I am I correct in that you measure the sub via no low-pass. Then apply filters to tame just the peaks, setting PEQ's in the Ultracurve, then plug the low-pass back into the chain, and finnish off with a House-curve where my ears perceive 100hz to sound the same as 30hz by playing test tones and setting a slope on the GEQ to get that?

I understand its good to measure with various mic positions and get an average, not seeing a complete video on You-tube is disheartening, everyone gets you up and running with sub measuring, but no-one sets up a House-curve.

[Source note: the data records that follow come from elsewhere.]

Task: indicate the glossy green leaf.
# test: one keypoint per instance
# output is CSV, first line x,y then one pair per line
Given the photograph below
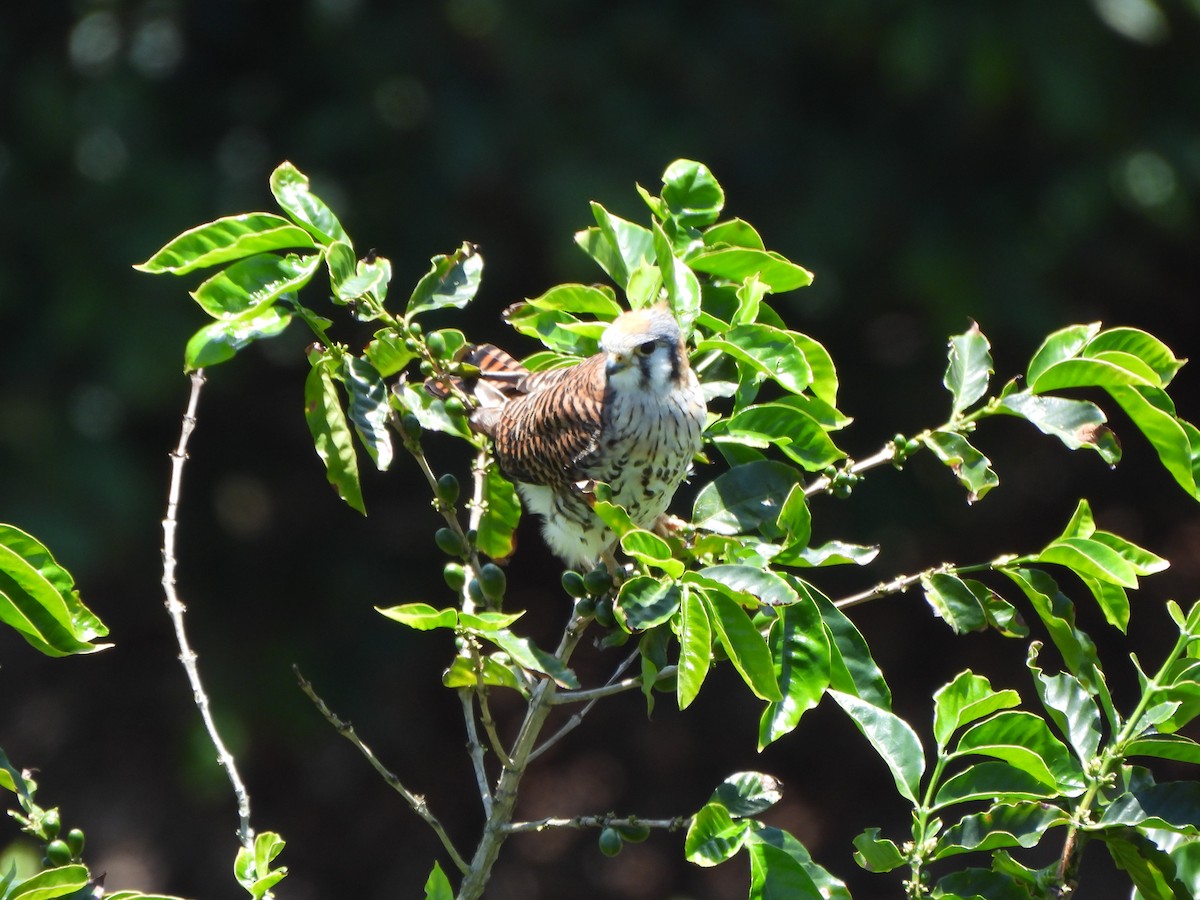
x,y
255,281
1069,706
1175,441
643,603
37,598
501,516
292,192
796,433
1006,825
1062,345
969,370
741,263
828,887
875,853
768,587
852,670
51,883
744,497
713,835
220,341
369,408
744,646
991,780
450,282
225,240
617,245
437,886
801,649
1075,423
531,657
691,193
421,617
598,300
971,467
1059,616
649,549
957,601
748,793
331,432
767,349
967,699
893,739
1025,741
695,647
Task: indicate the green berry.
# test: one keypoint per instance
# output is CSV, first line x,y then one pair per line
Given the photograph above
x,y
449,543
611,841
492,581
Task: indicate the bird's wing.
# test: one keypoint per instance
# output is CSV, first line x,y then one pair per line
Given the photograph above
x,y
543,433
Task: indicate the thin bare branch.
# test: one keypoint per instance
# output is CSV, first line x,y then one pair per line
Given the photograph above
x,y
175,609
417,802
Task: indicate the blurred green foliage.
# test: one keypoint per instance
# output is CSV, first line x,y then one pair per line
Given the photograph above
x,y
1023,163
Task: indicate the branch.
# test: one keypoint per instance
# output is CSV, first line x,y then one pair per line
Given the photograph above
x,y
541,825
175,609
417,802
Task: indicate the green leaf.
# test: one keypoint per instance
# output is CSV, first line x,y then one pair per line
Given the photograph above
x,y
1176,442
51,883
796,433
801,649
1006,825
695,646
893,739
970,369
450,282
502,514
748,793
1075,423
875,853
965,700
713,837
737,264
1025,741
767,349
971,467
957,601
221,340
369,409
255,281
991,780
649,549
851,667
37,599
1062,345
745,647
691,193
531,657
421,617
643,603
768,587
291,190
744,497
437,886
617,245
225,240
331,432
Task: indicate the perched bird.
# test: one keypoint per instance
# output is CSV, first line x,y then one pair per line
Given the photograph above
x,y
630,417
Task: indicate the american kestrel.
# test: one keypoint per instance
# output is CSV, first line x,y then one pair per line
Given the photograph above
x,y
630,417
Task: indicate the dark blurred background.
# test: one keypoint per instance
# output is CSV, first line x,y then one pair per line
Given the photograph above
x,y
1026,165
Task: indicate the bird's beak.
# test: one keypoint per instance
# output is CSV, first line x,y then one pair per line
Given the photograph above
x,y
617,363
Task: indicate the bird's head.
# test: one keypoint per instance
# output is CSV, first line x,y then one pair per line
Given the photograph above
x,y
645,351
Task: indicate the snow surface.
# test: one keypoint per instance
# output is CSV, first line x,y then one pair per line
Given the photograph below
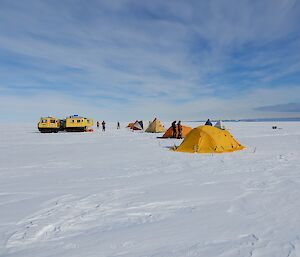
x,y
123,193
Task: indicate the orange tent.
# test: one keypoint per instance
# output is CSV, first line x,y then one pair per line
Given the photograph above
x,y
169,132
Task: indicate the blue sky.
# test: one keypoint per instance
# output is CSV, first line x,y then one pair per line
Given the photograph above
x,y
132,59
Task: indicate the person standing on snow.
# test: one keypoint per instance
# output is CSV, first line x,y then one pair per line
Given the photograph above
x,y
208,123
179,127
174,129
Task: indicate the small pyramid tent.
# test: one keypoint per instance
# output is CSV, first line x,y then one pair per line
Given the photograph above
x,y
169,132
137,126
155,127
219,125
208,139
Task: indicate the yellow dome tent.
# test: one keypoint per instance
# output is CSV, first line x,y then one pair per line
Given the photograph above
x,y
208,139
155,127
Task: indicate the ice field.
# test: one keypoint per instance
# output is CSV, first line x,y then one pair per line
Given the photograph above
x,y
123,193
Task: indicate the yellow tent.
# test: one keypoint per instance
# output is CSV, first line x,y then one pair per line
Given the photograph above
x,y
155,127
208,139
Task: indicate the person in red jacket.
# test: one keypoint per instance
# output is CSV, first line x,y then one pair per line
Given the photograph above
x,y
179,128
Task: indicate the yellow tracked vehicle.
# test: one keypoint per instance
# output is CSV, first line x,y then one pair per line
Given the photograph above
x,y
49,125
75,123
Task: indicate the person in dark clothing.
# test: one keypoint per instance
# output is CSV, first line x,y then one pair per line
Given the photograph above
x,y
208,123
179,127
174,133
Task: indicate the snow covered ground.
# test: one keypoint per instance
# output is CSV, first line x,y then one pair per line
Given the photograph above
x,y
123,193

I also have the digital SPL meter from radioshack and ECM8000 omni-mic.


----------



## Wayne A. Pflughaupt (Apr 13, 2006)

Welcome to the Forum, Mike!

It’s best to equalize with the sub’s crossover in place; that way any phase-induced response issues around the crossover frequency can be addressed. You can use boost or cut filters to eliminate peaks and depressions in response; just keep in mind that nulls (deep, narrow depressions) can’t be addressed.

As for the house curve, the slope is best set with REW using a house curve file (based on the 100 and 30 Hz tones you mentioned) to generate a target curve. Then equalize the sub’s response to the target curve. This is best accomplished with parametric filters.

Regards, 
Wayne


----------